Les gens qui n’ont pas les moyens de se payer des services de santé n’auront pas plus les moyens de s’en payer avec quelques dollars de plus dans les poches. Entre manger, se loger et aller faire une réparation chez le dentiste, lequel des trois choix va prendre le bord en premier vous pensez? Et pourtant, la santé générale, c’est un besoin essentiel dont tous et toutes devraient jouir de la naissance à la mort, sans avoir à couper dans d’autres nécessités de la vie courante. Vivre dans un système capitaliste qui permet à certaines personnes d’en exploiter d’autres fait en sorte que, pour pallier au problème de façon superficielle, on se dote d’un système de taxation et d’imposition qui tente, du moins en partie, de rééquilibrer les chances pour les personnes les moins nanties. Un système où les besoins essentiels sont des droits inviolables pour tous et toutes – se nourrir, se loger, se soigner, s’instruire – est un système qui ne permet pas de monnayer la qualité des services.

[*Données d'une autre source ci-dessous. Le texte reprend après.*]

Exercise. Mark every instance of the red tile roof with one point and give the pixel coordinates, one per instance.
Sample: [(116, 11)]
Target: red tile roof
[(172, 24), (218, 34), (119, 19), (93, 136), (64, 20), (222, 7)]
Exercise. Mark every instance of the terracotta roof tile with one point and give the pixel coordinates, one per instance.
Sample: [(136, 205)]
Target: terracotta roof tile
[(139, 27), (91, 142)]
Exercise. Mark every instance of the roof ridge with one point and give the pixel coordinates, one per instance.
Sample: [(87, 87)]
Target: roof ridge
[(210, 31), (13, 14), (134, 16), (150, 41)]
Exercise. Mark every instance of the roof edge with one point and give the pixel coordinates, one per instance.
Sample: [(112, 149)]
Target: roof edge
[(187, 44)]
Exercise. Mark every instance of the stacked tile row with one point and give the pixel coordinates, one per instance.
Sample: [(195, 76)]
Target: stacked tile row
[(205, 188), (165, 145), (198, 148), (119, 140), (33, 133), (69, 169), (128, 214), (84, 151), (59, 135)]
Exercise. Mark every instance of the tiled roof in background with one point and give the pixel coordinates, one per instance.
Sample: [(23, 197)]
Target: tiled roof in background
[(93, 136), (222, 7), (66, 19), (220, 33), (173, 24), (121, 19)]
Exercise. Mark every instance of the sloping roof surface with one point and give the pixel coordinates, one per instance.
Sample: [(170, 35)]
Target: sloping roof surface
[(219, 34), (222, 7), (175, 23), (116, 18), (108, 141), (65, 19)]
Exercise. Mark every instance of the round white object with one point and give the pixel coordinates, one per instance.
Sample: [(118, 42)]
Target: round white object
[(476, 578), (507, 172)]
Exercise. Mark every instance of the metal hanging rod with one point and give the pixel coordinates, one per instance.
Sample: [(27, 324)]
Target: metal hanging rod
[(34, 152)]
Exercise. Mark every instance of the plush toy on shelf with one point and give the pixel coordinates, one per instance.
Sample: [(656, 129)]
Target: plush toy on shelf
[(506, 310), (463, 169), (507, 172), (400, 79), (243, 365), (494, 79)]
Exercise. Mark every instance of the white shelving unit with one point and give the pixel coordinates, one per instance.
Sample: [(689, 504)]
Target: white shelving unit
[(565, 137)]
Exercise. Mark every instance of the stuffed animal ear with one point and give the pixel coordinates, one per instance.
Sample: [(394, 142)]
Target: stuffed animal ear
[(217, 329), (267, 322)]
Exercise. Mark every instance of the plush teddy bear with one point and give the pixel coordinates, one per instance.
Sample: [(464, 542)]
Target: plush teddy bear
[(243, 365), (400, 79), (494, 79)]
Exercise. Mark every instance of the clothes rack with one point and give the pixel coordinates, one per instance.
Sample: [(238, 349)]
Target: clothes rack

Le but ultime du privé, c’est de faire du profit. Peut-on accepter que l’intérêt pécunier passe devant la santé et la qualité de vie? La réponse est bien évidemment non. Ce qui fait qu’il est totalement ridicule que le privé soit impliqué dans le secteur de la santé, c’est en fait dangereux et – on peut le dire sans exagérer – mortel! La réflexion est exactement la même en ce qui concerne le logement public.